On This Day:  In 1818, the Senate ratified the Rush-Bagot Treaty, establishing a boundary with Canada.  No mention of a wall...Also, in Dodge City, Kansas, in 1881, Bat Masterson fought his last gun battle.  Two men had threatened Masterson's brother Jim and that would not stand.  Bat accosted the two and they ran behind to local jail and began firing shots.  More people joined in the shooting fray on each side.  The battle went on until one of the two men -- a drunk named Updegraff -- was wounded.  Bat was fined $8 and he and his brother were allowed to leave Dodge City.  Three years later, Masterson dipped his toe into journalistic waters by starting a newspaper in Dodge City.  It failed after one issue.  Nearly two decades later, he returned to journalism with a thrice-weekly sports column in The New York Morning Telegraph, running from 1903 until Bat's death in 1921...Today is also the birthday of John Millington Synge (born 1871), the Irish playwright and poet.  He died from Hodgkin's disease less than a month before his 38th birthday, a death that might have been prefigured by this poem:

                                                       TO THE OAKS OF GLENCREE

My arms round you, and I lean
Against you, while the lark
Sings over us, and golden lights, and green
Shadows are on your bark.

There'll come a season when you'll stretch
Black boards to cover me:
Then in Mount Jerome I will lie, poor wretch,
With worms eternally.

Mellow Mice:  When hundred of pounds of marijuana went missing from a police station in Argentina, local police blamed mice.  The cops were fired when experts stated that the mice woud not be interested in eating the weed.  In the meantime, reports are coming in about gangs of mellow mice mugging pedestrians for their Twinkies.

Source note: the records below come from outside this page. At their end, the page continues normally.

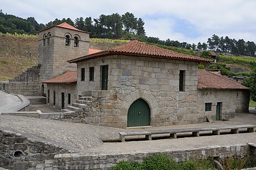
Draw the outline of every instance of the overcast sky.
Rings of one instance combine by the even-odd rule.
[[[162,40],[197,43],[215,34],[256,42],[256,0],[0,0],[0,9],[44,24],[129,12],[144,21],[146,36]]]

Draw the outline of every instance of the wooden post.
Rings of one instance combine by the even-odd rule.
[[[216,135],[220,135],[220,130],[213,131],[213,133]]]
[[[193,132],[192,135],[194,136],[199,137],[199,132]]]
[[[234,133],[238,133],[239,132],[238,131],[238,129],[231,129],[231,132]]]
[[[170,138],[176,139],[177,138],[177,133],[170,133]]]
[[[146,134],[146,139],[149,141],[151,141],[152,139],[151,134]]]
[[[248,131],[249,133],[254,132],[255,128],[248,128],[247,131]]]

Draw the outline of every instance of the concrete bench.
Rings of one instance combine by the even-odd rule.
[[[171,129],[146,131],[122,132],[119,132],[119,137],[120,141],[122,142],[123,142],[125,141],[126,136],[145,135],[146,139],[147,139],[148,140],[151,140],[152,134],[170,134],[170,138],[176,138],[178,133],[192,132],[193,136],[198,137],[199,136],[200,132],[212,131],[212,133],[217,135],[220,135],[220,130],[230,129],[230,132],[232,133],[238,133],[239,129],[247,128],[247,131],[248,131],[248,132],[254,132],[255,128],[256,126],[250,124],[240,124],[227,126],[205,127],[191,128]]]

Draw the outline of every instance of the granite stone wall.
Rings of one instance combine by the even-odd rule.
[[[3,83],[1,83],[1,89],[3,89]],[[40,96],[39,68],[36,66],[28,68],[21,74],[9,79],[8,83],[4,83],[4,89],[8,93]]]
[[[234,117],[235,113],[248,112],[250,92],[248,90],[199,89],[198,113],[200,117],[216,119],[217,102],[221,102],[220,119]],[[211,111],[205,111],[205,103],[211,103]]]
[[[35,169],[37,164],[64,153],[68,153],[68,150],[57,144],[0,129],[0,167]]]
[[[165,151],[155,152],[134,153],[111,154],[86,154],[81,153],[60,154],[54,157],[54,169],[110,169],[121,161],[141,162],[143,159],[156,153],[172,157],[176,161],[189,159],[204,159],[209,157],[224,158],[232,156],[247,156],[254,154],[252,148],[247,144],[227,147],[214,146],[181,151]]]
[[[101,66],[105,65],[109,66],[110,91],[105,93],[105,96],[100,92]],[[90,67],[95,67],[94,81],[89,81]],[[81,81],[80,71],[82,68],[85,68],[85,81]],[[77,70],[78,94],[92,96],[92,101],[99,101],[99,107],[96,108],[99,112],[95,111],[94,106],[91,107],[91,111],[84,112],[86,115],[85,119],[97,119],[91,123],[127,127],[128,109],[139,98],[143,99],[149,104],[151,126],[195,123],[204,121],[196,110],[197,63],[111,56],[80,62],[77,63]],[[180,70],[185,71],[183,92],[179,89]],[[97,99],[97,95],[85,95],[85,92],[87,91],[103,96]],[[113,99],[109,100],[110,98]]]
[[[69,46],[65,45],[65,36],[67,35],[70,38]],[[77,47],[74,47],[75,37],[78,38]],[[40,82],[68,71],[76,70],[76,64],[70,64],[67,61],[88,54],[88,33],[58,27],[52,27],[40,32],[38,64],[41,65]]]
[[[62,99],[61,93],[65,93],[65,107],[68,106],[68,94],[71,94],[71,102],[74,103],[78,98],[76,90],[76,84],[48,84],[47,90],[50,90],[50,97],[47,97],[47,102],[50,106],[53,106],[53,91],[55,91],[55,107],[61,109]],[[48,94],[47,91],[46,93]],[[48,95],[48,94],[47,94]],[[48,99],[50,101],[48,101]],[[71,104],[70,104],[71,105]]]

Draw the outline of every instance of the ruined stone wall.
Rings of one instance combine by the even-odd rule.
[[[221,102],[220,118],[233,117],[236,113],[248,112],[250,92],[248,90],[199,89],[198,112],[201,117],[216,119],[217,102]],[[211,103],[211,111],[205,112],[205,103]]]
[[[61,93],[65,93],[65,108],[68,105],[68,93],[71,94],[71,102],[74,103],[78,99],[76,84],[48,84],[47,89],[50,90],[50,101],[47,102],[51,106],[53,106],[53,91],[55,91],[55,107],[61,109]],[[48,93],[47,91],[46,93]]]
[[[196,111],[197,63],[120,56],[81,62],[77,64],[79,95],[86,91],[100,91],[101,66],[104,65],[109,65],[108,91],[111,91],[111,94],[99,99],[100,112],[85,113],[93,115],[91,117],[100,117],[97,119],[99,124],[127,127],[128,109],[139,98],[144,99],[150,108],[151,126],[204,121]],[[95,67],[95,79],[92,82],[89,81],[90,67]],[[81,81],[81,68],[85,68],[85,81]],[[185,71],[183,92],[179,91],[180,70]],[[116,98],[108,101],[110,96]]]
[[[3,88],[3,84],[1,86]],[[39,84],[39,68],[28,68],[21,74],[13,79],[9,80],[8,83],[4,84],[6,92],[22,94],[24,96],[40,95]]]
[[[34,168],[58,153],[68,153],[57,144],[35,137],[0,129],[0,167],[10,169]]]
[[[214,146],[181,151],[166,151],[134,153],[86,155],[85,154],[61,154],[55,156],[53,166],[55,169],[110,169],[121,161],[129,162],[141,162],[144,158],[155,153],[163,153],[172,157],[176,161],[189,159],[204,159],[209,157],[227,158],[232,156],[247,156],[255,152],[250,152],[248,145],[220,147]]]

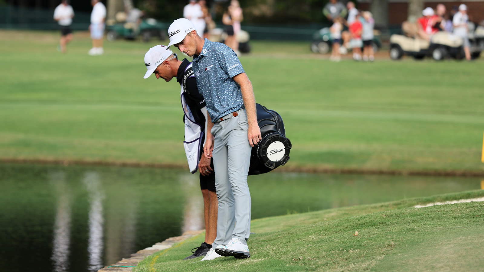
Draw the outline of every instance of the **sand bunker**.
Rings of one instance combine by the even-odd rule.
[[[424,207],[431,207],[436,205],[444,205],[446,204],[455,204],[455,203],[462,203],[464,202],[472,202],[473,201],[476,202],[481,202],[484,201],[484,197],[478,197],[477,198],[469,198],[468,199],[459,199],[458,200],[452,200],[449,201],[445,201],[445,202],[435,202],[433,203],[428,203],[425,205],[416,205],[413,206],[414,208],[424,208]]]

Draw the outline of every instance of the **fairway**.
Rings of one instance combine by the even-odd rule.
[[[482,202],[413,206],[483,195],[469,191],[261,218],[252,221],[249,258],[182,260],[202,234],[145,258],[134,271],[482,271]]]
[[[83,32],[66,55],[57,32],[0,37],[0,159],[185,166],[180,85],[143,79],[160,42],[106,42],[90,56]],[[253,41],[241,57],[257,102],[284,120],[287,166],[484,170],[482,59],[333,63],[309,45]]]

NASCAR News:  Because of a stuck door Bubba Watson was stuck on a bus just before a race and had to exit through the toilet.  Any jokes I might have made have already been made by Watson himself, know, NASCAR.

In Pop Culture News:  A Kardashian did something, or maybe something was done to a Kardashian.  Who knows?  Who cares?

Boston Marathon Today:  Five years after the bombing, Boston remains strong.  Best wishes to all those who run.